Back in the earlier timeline, Lottie’s parents did not respond well to the return of their traumatized teenager. In a flashback, we see them lament to a doctor—in Lottie’s stone-faced presence, no less—that she wouldn’t speak or eat after returning from the woods. In response, Lottie was sent to an inpatient psychiatric facility where she received electroconvulsive therapy. This appears to have been the beginning of years of hospitalizations: In the present, Misty seems shocked to learn that Lottie is no longer in “a mental institution in Switzerland.”
One could read Lottie’s decision to start a wellness center as a response to what she endured. Instead of a sterile white hospital, there’s a picturesque lake nestled in a verdant forest. Instead of mass-produced cafeteria food, there are juice and honey straight from the hive. Instead of hospital gowns, there are heliotrope and signs advising onlookers to BREATHE. Instead of electroconvulsive therapy, there is faux burial au naturel.
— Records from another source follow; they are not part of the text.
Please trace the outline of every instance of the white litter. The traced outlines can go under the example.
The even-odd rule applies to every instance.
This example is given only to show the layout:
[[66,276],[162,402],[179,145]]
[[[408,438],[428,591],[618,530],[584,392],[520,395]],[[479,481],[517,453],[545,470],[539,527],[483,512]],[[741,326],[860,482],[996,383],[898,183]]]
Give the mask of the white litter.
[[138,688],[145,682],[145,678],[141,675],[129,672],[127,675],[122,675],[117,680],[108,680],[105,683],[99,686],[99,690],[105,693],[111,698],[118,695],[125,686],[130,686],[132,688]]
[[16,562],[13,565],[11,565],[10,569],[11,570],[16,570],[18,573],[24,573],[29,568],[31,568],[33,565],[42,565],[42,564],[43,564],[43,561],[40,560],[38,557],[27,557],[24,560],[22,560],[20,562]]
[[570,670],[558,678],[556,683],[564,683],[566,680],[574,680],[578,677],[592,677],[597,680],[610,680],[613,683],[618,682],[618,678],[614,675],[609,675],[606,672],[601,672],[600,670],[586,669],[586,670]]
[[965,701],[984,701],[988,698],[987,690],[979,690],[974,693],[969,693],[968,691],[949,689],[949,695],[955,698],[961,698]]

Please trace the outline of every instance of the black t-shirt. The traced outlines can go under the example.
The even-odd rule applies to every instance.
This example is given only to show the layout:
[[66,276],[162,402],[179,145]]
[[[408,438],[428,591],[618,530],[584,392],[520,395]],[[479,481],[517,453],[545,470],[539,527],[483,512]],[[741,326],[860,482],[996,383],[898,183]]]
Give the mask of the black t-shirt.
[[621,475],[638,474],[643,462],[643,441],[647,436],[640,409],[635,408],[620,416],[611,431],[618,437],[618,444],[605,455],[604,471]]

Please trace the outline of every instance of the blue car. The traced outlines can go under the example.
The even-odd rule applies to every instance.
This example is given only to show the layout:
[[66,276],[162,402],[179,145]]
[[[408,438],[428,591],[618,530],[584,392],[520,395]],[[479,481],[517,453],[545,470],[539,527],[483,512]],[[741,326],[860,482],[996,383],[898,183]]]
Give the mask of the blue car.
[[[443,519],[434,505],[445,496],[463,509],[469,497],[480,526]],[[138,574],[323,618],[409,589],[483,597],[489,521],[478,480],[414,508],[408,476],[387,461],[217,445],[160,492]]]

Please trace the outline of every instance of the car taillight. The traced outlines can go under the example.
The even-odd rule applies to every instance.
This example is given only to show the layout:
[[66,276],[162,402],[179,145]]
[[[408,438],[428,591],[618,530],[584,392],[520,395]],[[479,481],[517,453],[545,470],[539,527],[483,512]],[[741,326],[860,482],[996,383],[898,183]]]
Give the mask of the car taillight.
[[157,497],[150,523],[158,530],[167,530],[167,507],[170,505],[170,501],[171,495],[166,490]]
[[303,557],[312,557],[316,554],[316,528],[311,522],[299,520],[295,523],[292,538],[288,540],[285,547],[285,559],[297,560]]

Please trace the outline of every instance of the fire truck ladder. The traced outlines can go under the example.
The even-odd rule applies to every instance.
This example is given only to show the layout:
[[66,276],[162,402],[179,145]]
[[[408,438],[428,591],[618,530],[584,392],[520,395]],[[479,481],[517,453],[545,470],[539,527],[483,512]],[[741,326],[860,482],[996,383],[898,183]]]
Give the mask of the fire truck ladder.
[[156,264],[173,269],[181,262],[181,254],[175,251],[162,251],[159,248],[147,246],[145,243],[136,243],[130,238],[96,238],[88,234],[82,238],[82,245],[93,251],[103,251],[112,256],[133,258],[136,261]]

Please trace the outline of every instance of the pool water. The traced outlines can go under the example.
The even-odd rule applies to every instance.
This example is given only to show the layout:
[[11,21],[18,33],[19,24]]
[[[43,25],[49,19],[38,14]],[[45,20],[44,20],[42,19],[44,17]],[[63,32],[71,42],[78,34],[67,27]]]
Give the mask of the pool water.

But Lottie’s history points toward a darker edge to the reimagined treatment narrative. Increasingly, the ’90s timeline shows Lottie assuming the mantle of leader among one faction in the woods. She issues regular blessings to those who leave the cabin—involving sage-esque smoke, ceremonial sips from a concoction containing blood from her palm, and a ritualized drawing of the symbol—ostensibly to protect them. She has convinced some that she has a healing touch: When Travis begins to hyperventilate over the search for his still-missing brother, Javi, who bolted in the chaos of Season 1’s mushroom-fueled rager, Lottie presses her hand to his chest and calms him in moments.
So how much of Camp Green Pine’s spirituality overlaps with Lottie’s “Wicca bullshit,” as Natalie dubbed her emerging belief system back in the ’90s? That’s one of the show’s biggest questions going forward. We know that she remains fixated on the symbol. We know, too, that she retained belief in her power to heal others with her touch for at least a while after leaving the woods; in the Season 2 premiere, she soothed a roommate with her palm at the institution where she received electroconvulsive therapy. And she exudes the same magnetism that has always carried a hint of danger: As in the ’90s, she has an eerie gift for convincing others to follow her down very strange paths.
Lottie’s relationship to the symbol—and the darkness from the woods that it seems to represent, with adult Taissa apparently painting it on the wall of her basement with the blood of dearly departed Biscuit—is particularly alarming. In telling Natalie her account of Travis’s Season 1 death, Lottie denies involvement and tries to distance herself from his own obsession with the symbol, which he formed by arranging candles around himself just before what Lottie insists was a fatal accident. But if she’s actually left behind the symbol mysticism, why is it at the heart of her new community?
There are other breadcrumbs, too. With the identity of the Antler Queen still unknown, Camp Green Pine’s adoption of purple—a garment color historically associated with royalty—feels poignant. Even the name “Camp Green Pine” feels significant, given that it comes from somebody who experienced a formative trauma among pine trees. Could the name be a reference to what Natalie called “that weird mossy tree” that seemed to defy winter, the one she and Travis found while searching for Javi?
Perhaps Camp Green Pine is indeed merely a sanctuary of retrospection and self-actualization. But with Lottie gathering disciples—and with Lottie’s shadows lurking in her own retrospection—it’s difficult to imagine that therapeutic treatments will be the end of what team heliotrope has to offer.